Dvergar wrote:
So many opinions based on incomplete understanding and a desire to see the world as only black and white
Pedantic jabs like this diminish your credibility. Like I said, this isn't an indoctrination.
Dvergar wrote:
Completely relevant. You're talking about what the court should do but, but the court system and loopholes in law are pretty much they entirety of the system you're talking about.
Not at all. Law operates in concert with the longstanding traditions of common law and human and social mores. There is more to the picture than the here and now.
If this was the world of THX1138 and the judge, jury and executioners were all robots, this might be true. But in this world of ours...judges, jurors, the electorate, the lawyers, the prosecutor...are all human beings...flawed, emotional, and ultimately driven by the mores of our society.
Subjective distinctions are inherently fraught with peril because they will ultimately be driven by individual attitudes and not material facts.
Dvergar wrote:
If you want to have a philosophical discussion you can, but just as science is differentiated into applied and theoretical, so too is justice. Attempted murder doesn't happen in a vaccuum.
All applied justice is based on the premise of the standing theory: our value system, our ideas of what justice is and how it should be carried out. Rule of law is not absolute in the sense the rules of physics are, unless the judge is Solomon or St Peter.
Given the many problems our justice system faces, the pervasive
injustice in all forms, the fact that the justice system
hasn't "won the war on crime", it's quite a reach to describe it as the product of an absolute science.
When all problems are solved, or at least immediate, objective solutions are on the table for any given predicament, perhaps this statement could be valid. But not today.
Dvergar wrote:
The very fact that you are arguing that one person killing another may or may not be murder proves that you don't see all life as equal and undermines your case that all punishments should be equal.
Contrary to what many people believe, the Sixth of the Ten Commandments does not actually say, "Thou shalt not kill." What it actually says is, "Thou shalt not
murder."
There is a difference between killing and murder, and that difference is recognized by every society in the history of the world. There's killing people in war, capital punishment, justifiable homicide, self-defense,
sacer,
hostis humani generis, etc.
Killing for reasons perceived as just does not contradict the equal value of human life because the laws in question apply equally to all such participants.

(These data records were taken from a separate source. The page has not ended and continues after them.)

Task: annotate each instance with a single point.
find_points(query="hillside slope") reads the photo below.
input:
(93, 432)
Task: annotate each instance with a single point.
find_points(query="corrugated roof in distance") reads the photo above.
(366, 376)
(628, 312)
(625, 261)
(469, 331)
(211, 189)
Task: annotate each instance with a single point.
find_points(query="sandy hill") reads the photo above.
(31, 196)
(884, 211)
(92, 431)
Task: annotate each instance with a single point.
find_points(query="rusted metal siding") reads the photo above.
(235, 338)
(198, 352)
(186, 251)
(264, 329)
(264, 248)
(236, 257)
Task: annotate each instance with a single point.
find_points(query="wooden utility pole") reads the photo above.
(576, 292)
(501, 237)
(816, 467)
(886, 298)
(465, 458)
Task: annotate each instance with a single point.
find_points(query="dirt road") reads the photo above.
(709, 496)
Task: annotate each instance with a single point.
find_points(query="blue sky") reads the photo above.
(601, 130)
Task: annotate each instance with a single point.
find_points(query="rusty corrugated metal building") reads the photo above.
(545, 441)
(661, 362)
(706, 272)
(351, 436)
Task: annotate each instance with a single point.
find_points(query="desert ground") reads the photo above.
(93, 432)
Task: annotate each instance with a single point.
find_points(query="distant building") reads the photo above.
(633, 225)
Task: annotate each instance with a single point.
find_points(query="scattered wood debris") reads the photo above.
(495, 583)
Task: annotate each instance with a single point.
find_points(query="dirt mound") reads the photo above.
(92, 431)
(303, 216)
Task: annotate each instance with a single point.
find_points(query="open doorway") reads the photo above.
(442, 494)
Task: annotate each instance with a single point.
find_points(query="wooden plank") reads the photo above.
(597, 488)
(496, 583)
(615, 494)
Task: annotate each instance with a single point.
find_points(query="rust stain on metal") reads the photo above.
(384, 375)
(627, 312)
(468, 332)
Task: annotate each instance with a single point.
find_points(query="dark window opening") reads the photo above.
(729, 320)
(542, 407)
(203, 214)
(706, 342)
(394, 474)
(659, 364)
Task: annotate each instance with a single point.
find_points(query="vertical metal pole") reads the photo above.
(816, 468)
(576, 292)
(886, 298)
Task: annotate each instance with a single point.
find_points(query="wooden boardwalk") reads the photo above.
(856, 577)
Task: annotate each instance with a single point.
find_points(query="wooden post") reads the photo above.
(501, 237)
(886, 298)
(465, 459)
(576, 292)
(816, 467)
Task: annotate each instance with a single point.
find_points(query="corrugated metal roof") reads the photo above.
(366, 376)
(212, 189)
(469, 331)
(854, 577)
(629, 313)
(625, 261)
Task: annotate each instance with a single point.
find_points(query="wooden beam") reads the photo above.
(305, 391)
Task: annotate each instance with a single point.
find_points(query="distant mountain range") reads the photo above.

You talk about people's "incomplete understanding" but comments like this reveal the profundity of your own.
Dvergar wrote:
Go ahead and stone the next non-virgin woman who gets married in your community and get back to me on how that works for you.
It works for some societies. There are many societies that would find our gender relations laws equally abhorrent.
You talk about black and white but that seems to be a projection: you think our values are final and perfect, but you don't take a step back and analyze the mores of other societies in context.
Dvergar wrote:
The law must be able to deal with a large variety of situations, your stances don't work when put to real world tests.
How do you know that? Haven't we gotten along for thousands of years without hate crime laws? Haven't there been (and still are) many societies that don't recognize degrees of murder? '
How do you know we'll be doomed without such distinctions, or that we are guaranteed a better future with them? What's your factual basis for such an arrogant claim - that if we don't differentiate murder cases to a dramatic extent, we won't get by?